Neler olabileceğini öngörebiliyor musun? Kimi suçluyorsun sevgisiz bırakıldığın parçaların için?
Gözler çığlık çığlığa. İnsanlar konuşmadan ne kadar uzun cümleler kurabildiklerinin farkındalar mı? Bugün ertelediğim her şey mesela, kaç gece duvarlarımı süsleyecek? Vicdan dediğimiz şey insanı öldürmüyor ama yine insanı, kendisine de bırakmıyor. Keşke ceplerimi sakinleştiricilerle doldurabilseydim mesela. Keşke, ev-okul arası sınav-yazılı ve aklımda yalnızca, üç gün sonra arayacağım arkadaşın numarasını tutmaya çalışsaydım. Kimi suçluyorum sahi, yetemediğim her dakika için bu evrene? Bir bakteri olarak karışmak vardı toprağa – suya, bir anıya, bir katmana.

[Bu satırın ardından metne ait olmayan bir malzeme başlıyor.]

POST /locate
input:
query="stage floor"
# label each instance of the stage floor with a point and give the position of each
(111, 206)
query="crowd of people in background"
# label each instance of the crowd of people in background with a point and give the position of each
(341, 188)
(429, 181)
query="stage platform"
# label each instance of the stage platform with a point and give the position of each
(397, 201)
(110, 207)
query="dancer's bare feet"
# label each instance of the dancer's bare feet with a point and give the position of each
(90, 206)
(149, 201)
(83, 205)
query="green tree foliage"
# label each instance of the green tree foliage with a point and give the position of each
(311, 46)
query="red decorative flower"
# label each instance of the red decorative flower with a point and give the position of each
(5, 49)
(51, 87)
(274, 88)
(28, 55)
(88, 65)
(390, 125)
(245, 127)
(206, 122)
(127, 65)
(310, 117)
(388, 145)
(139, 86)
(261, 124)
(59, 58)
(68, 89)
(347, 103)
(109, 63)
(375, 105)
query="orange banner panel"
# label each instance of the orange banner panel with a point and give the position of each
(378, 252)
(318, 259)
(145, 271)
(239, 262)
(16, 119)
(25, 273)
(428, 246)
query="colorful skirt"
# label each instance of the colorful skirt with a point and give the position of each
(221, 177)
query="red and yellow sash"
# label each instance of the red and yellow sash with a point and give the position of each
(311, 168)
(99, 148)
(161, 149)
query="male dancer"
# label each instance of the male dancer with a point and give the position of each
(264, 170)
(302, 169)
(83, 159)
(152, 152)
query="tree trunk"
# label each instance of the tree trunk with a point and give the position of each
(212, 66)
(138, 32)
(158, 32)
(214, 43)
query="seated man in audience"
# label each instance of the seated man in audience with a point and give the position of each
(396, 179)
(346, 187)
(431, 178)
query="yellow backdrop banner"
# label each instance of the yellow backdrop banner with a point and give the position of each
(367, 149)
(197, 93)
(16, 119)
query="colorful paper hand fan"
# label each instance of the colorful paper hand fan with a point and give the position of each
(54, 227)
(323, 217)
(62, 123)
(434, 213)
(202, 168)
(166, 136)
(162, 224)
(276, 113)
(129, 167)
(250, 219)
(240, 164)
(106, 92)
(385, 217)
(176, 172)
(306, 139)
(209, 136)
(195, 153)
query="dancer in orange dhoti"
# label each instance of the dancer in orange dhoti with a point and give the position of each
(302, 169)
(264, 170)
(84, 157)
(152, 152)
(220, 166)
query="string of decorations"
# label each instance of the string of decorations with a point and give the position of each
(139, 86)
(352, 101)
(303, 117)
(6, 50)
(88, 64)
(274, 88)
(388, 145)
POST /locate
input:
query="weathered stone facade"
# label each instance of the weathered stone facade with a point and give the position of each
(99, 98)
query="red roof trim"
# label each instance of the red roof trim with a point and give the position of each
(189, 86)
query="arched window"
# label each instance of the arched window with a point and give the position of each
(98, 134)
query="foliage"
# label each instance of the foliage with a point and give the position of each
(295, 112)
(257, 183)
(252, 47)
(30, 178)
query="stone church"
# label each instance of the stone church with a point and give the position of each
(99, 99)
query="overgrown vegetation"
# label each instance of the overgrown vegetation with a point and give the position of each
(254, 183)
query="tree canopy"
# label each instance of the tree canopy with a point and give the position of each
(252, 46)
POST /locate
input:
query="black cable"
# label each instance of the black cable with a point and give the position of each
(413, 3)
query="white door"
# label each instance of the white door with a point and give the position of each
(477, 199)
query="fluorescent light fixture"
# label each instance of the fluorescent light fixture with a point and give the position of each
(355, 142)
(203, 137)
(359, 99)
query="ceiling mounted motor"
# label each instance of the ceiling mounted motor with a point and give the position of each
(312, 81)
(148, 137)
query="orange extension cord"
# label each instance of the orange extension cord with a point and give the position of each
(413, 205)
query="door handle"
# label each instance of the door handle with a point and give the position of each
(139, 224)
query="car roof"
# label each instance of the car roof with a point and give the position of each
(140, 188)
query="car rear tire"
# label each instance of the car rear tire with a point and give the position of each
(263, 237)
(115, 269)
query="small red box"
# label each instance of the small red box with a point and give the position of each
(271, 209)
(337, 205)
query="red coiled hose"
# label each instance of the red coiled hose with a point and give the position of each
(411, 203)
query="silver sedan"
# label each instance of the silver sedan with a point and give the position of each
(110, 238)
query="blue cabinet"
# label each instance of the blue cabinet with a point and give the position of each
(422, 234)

İnsanlar birbirlerini ne kadar yalnızlaştırdıklarının farkındalar mı? Oysaki hepimizin var bir susturulmuş tarafı. Kimse bir diğerine aşık olmadı, gözleri kapalı. Su alan tekneler gibi vicdanlarımız şimdi. Su alan tekneleri tekmeler gibi çaresizliklerimiz. Kızgınız yani, çoktan kaybettiğimiz savaşlara.
Ağır ağır batıyoruz. Konuşmayalım bir daha, görmeyelim birbirimizi ama bu gece yorgunum. Vicdanım vücuduma bağlanmış bir kaya. Al beni okyanusun ortasından, taşı kıyıya.